After leading an investment in electric car maker Tesla Motors for Technology Ventures, Ehrenpreis has seen its pre-IPO stake of 3.51 percent transformed into $57.2 million, as of this writing. If the stock, which has been hovering at around $20 over the last two days, holds up over investors’ six-month-long lock-up period, his firm, which participated in the company’s $45 million Series D round, will likely see numerous times its investment returned.
While Tesla is as much a luxury brand as a clean tech play — and one on which investors might ultimately sour, given its speculative nature — the deal certainly offers some vindication for a strategy that Ehrenpreis has been pushing far longer than most clean tech investors in the industry today.
When more than a decade ago, President Bill Clinton was proposing tax incentives and investments to spur clean energy technology, Ehrenpreis was paying close attention. And he was lobbying hard for Technology Partners to do the same.
He got his way, too. In 2000, when Technology Partners closed its seventh, $245 million, fund, it did so with an eye toward including clean tech companies. Indeed, its portfolio includes the 10-year-old rechargeable battery company PowerGenix Systems, the 7-year-old biodiesel companies Seattle Biodiesel and Imperium Renewables, and the clean coal companies CoalTek and Accelergy, which were founded in 2004 and 2003, respectively.
By the time Technology Partners was closing its eighth, $300 million fund, in 2007, its mandate had evolved to invest equally in clean tech and life sciences companies. Since then, it has backed Tesla; APX, a Santa Clara, Calif. software-as-a-service company that caters to the environmental and power industries; Abound Solar, a Colorado company that produces thin-film photovoltaic (PV) modules; and the Fremont, Calif.-based energy storage device maker Deeya Energy.

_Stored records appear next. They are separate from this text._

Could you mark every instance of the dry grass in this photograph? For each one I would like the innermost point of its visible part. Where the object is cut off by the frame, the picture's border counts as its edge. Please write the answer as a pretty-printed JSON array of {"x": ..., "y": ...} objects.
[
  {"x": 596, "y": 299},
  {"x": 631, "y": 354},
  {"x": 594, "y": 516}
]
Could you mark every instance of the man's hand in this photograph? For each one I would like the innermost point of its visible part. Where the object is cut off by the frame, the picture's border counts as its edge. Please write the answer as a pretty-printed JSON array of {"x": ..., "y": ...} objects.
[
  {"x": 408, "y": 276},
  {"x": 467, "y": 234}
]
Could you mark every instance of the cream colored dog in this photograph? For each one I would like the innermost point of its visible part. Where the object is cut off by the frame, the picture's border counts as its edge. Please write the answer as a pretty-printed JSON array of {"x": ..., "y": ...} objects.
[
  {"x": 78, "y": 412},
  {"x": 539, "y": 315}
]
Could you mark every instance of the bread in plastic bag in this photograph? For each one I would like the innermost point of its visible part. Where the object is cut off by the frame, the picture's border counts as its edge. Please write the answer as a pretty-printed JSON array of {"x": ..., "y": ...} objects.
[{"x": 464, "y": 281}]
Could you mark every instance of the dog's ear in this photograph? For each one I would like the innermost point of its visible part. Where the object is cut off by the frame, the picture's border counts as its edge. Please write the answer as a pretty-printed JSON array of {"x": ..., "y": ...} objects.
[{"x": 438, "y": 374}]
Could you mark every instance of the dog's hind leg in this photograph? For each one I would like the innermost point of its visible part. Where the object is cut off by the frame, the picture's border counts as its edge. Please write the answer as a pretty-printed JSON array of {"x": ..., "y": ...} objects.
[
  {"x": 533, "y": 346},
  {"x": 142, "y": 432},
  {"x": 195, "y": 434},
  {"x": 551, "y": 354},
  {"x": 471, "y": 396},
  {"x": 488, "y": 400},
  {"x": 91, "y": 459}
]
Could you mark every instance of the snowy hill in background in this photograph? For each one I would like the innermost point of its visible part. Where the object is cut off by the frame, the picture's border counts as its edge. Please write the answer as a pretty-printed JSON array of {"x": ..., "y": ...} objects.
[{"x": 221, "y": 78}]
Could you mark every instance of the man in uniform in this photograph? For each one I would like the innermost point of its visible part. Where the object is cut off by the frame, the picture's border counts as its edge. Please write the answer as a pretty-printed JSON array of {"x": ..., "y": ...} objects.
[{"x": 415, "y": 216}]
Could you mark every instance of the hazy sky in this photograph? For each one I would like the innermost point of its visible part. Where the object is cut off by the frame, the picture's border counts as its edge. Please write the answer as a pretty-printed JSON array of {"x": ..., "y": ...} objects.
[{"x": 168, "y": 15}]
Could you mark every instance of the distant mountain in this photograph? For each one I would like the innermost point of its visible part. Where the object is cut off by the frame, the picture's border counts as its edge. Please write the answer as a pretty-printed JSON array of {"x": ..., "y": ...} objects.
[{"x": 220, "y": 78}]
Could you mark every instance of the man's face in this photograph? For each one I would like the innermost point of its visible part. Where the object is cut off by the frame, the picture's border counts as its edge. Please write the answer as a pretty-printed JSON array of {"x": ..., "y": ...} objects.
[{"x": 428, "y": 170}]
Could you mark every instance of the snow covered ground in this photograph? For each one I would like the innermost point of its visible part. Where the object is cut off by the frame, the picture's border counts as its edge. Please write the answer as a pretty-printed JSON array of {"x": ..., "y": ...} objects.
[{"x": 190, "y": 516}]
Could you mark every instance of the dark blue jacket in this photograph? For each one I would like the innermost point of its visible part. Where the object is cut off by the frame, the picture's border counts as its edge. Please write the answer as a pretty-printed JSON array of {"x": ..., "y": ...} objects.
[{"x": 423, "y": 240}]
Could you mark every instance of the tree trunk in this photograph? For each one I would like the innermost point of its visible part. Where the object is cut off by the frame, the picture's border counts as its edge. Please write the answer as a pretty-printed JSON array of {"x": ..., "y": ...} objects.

Most of those companies are highly capital intensive. PowerGenix and CoalTek have raised at least $60 million; Abound Solar has raised $155 million; and Imperium Renewables has raised $113 million, which includes money that Technology Partners looks unlikely to see again. After opening what Imperium claimed was the largest biodiesel facility in the U.S., the company — which once filed, then revoked, an IPO registration — has run into numerous obstacles, including losing a cruise line as potentially huge customer. Today, its plant is closed and its tanks are being leased to store biodiesel made elsewhere.
Will Tesla make up for those investments by Technology Partners? It’s too early to know, of course. It’s also too early to know if it will need to.
Either way, one senses that Ehrenpreis, who considers that we’re in an “unprecedented time” for the cleantech industry, has even more faith in what he’s doing — and that he’s not about to change course now.